A lifetime of activity in the LDS Church provides more than just an average knowledge with “The Pearl of Great Price.” You become very well versed in the urban legends of Mormonism. One of the favorite urban legends I heard growing up in Southern California LDS wards was that the late, great director Cecil B. DeMille (“The 10 Commandments”) wanted to make a movie about the Book of Alma in “The Book of Mormon.”
If you’ve never heard of Cecil B. DeMille, that’s OK. In the last decade or so, I’ve heard a variation on the DeMille/Alma story. It’s actually the great, living director Steven Spielberg who wants to make a movie based on the book of Alma. If you haven’t heard of Spielberg, maybe it will be director Peter Jackson who wants to Alma on the big screen?

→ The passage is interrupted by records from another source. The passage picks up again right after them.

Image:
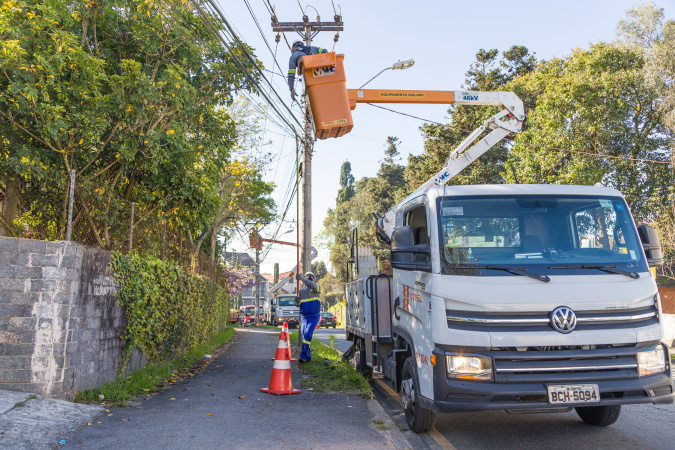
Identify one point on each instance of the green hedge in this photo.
(169, 310)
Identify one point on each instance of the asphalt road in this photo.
(639, 426)
(222, 407)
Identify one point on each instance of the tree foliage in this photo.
(489, 72)
(594, 101)
(131, 94)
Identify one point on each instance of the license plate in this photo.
(563, 394)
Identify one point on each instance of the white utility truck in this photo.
(516, 297)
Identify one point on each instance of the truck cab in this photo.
(518, 297)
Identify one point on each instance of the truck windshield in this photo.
(286, 301)
(546, 234)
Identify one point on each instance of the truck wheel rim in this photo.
(408, 395)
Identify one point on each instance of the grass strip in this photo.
(153, 377)
(329, 373)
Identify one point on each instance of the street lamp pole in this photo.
(398, 65)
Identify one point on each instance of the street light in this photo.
(406, 63)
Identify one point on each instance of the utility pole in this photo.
(307, 30)
(257, 277)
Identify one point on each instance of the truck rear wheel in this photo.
(600, 416)
(360, 358)
(419, 419)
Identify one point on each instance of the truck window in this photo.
(537, 232)
(417, 219)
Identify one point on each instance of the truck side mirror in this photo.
(651, 245)
(403, 251)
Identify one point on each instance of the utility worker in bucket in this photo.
(299, 50)
(310, 309)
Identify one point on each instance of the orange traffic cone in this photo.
(281, 382)
(284, 336)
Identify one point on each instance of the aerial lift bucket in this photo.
(326, 87)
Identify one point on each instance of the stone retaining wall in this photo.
(59, 320)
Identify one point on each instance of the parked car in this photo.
(327, 320)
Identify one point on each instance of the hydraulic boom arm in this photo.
(509, 120)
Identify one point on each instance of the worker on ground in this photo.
(310, 310)
(299, 50)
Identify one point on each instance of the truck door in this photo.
(414, 301)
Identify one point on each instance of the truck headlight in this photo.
(469, 367)
(651, 360)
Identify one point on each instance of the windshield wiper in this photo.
(608, 269)
(511, 270)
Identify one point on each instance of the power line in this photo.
(209, 23)
(597, 155)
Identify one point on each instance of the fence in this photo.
(68, 208)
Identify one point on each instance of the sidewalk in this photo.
(211, 411)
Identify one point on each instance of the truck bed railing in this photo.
(375, 319)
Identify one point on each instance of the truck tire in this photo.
(419, 419)
(360, 358)
(600, 416)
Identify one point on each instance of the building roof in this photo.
(239, 259)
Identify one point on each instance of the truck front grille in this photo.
(540, 321)
(565, 365)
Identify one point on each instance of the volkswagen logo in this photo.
(563, 319)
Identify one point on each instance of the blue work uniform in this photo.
(296, 57)
(310, 310)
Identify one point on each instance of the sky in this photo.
(443, 38)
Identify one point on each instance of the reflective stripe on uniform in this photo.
(281, 364)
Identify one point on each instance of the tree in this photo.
(595, 101)
(487, 73)
(644, 30)
(346, 191)
(130, 94)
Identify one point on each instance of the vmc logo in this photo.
(322, 72)
(466, 96)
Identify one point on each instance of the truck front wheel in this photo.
(600, 416)
(419, 419)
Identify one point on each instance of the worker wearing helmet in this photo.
(299, 50)
(310, 309)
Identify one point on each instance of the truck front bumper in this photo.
(529, 391)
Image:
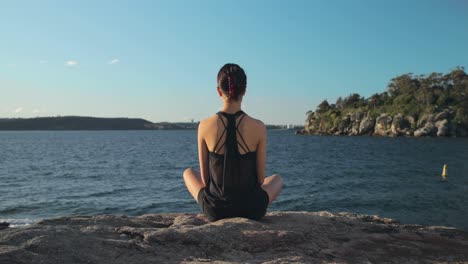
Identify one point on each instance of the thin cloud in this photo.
(114, 61)
(71, 63)
(18, 110)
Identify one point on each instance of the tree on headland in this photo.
(407, 94)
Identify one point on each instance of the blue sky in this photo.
(159, 59)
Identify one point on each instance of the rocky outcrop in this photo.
(280, 237)
(383, 125)
(367, 125)
(400, 126)
(358, 123)
(429, 129)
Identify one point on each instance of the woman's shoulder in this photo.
(256, 123)
(208, 122)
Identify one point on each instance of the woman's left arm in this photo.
(202, 153)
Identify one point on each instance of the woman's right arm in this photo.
(202, 152)
(261, 153)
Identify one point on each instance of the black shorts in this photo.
(253, 207)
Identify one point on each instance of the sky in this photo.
(158, 60)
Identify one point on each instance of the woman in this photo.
(232, 156)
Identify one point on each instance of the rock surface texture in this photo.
(280, 237)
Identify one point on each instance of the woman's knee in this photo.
(278, 179)
(188, 172)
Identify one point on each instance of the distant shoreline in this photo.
(83, 123)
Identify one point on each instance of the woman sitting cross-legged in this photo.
(232, 155)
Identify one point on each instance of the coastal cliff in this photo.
(439, 124)
(280, 237)
(432, 105)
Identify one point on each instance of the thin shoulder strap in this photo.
(216, 149)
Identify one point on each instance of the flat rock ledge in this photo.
(280, 237)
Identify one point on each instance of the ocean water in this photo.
(47, 174)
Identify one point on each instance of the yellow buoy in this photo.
(444, 171)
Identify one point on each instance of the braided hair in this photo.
(232, 81)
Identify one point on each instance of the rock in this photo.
(445, 114)
(427, 118)
(442, 128)
(400, 125)
(355, 123)
(428, 130)
(383, 125)
(4, 225)
(367, 125)
(343, 127)
(280, 237)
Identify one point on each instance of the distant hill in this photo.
(413, 105)
(87, 123)
(96, 123)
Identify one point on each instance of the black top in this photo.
(232, 175)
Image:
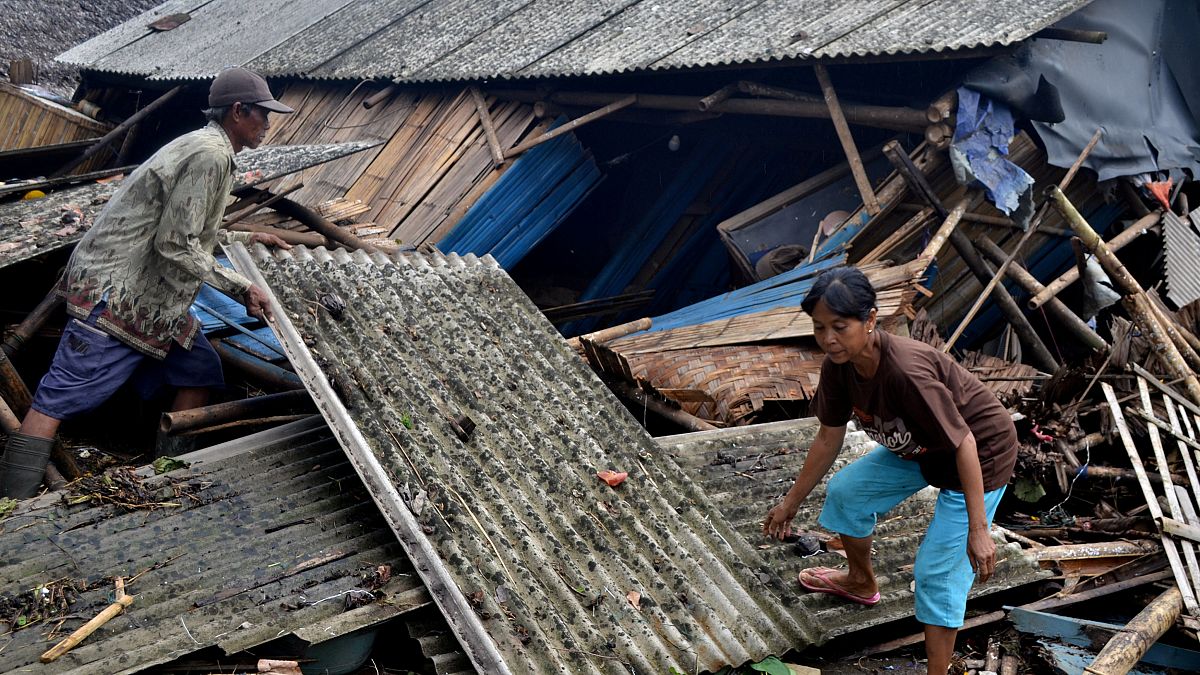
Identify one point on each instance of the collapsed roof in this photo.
(454, 40)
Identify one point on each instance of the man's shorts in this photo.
(90, 365)
(879, 481)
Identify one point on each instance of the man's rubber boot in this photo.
(23, 465)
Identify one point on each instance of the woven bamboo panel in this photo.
(737, 378)
(29, 121)
(433, 163)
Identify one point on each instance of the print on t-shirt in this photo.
(892, 434)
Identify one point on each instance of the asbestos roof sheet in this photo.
(455, 40)
(255, 535)
(31, 227)
(529, 556)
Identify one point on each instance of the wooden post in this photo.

The only big-screen film version of “The Book of Mormon” I’ve seen is the low-budget, mediocre “Book of Mormon Movie Part I,” which should have been subtitled “Beach Blanket Lehi” for all its depth. True confession: I own that film, and have watched it a few times. The dialogue is so bad that I have a hard time believing that my church would have wanted the production company to make the film. I guess that means that “The Book of Mormon” is in the public domain, like other classics such as Mary Shelly’s “Frankenstein” or George A. Romero’s film “Night of the Living Dead.” That must be the reason so many cheap cartoonish versions of Alma are available through Living Scriptures, Liken the Scriptures or the LDS Church Distribution Center.
Back to Mormon urban legends: There’s a fun website, holyfetch.com, that tries to decipher all the Mormon legends out there. It doesn’t get them all, since there is no listing for DeMille, Spielberg, Alma, etc., but the site claims an answer to the big “is Alice Cooper a Mormon” debate. I’ve been hearing this one since I was old enough to know who Alice Cooper was. The answer, according to holyfetch, is … a sort of yes. You see Cooper, whose real name is Vincent Furnier, has a dad named Ether Moroni. With a name like that, right … RIGHT. The Furniers belong to an obscure Mormon castoff sect called The Bickertonite Church, also known as The Church of Christ. The church claims The Book of Mormon as its own scripture.
There’s very few members of this “Mormon” church, and I doubt Cooper attends, but dad Ether Moroni was an elder in the Bickertonites and, get this, holyfetch says Cooper’s grandad was an apostle in The Bickertonite Church. Now that’s a religious pedigree to be proud of!
There are more questions answered on the site. You can “find out” if Elvis read “The Book of Mormon” or if the late LDS Church President Spencer W. Kimball was the model for “Star Wars’” Yoda.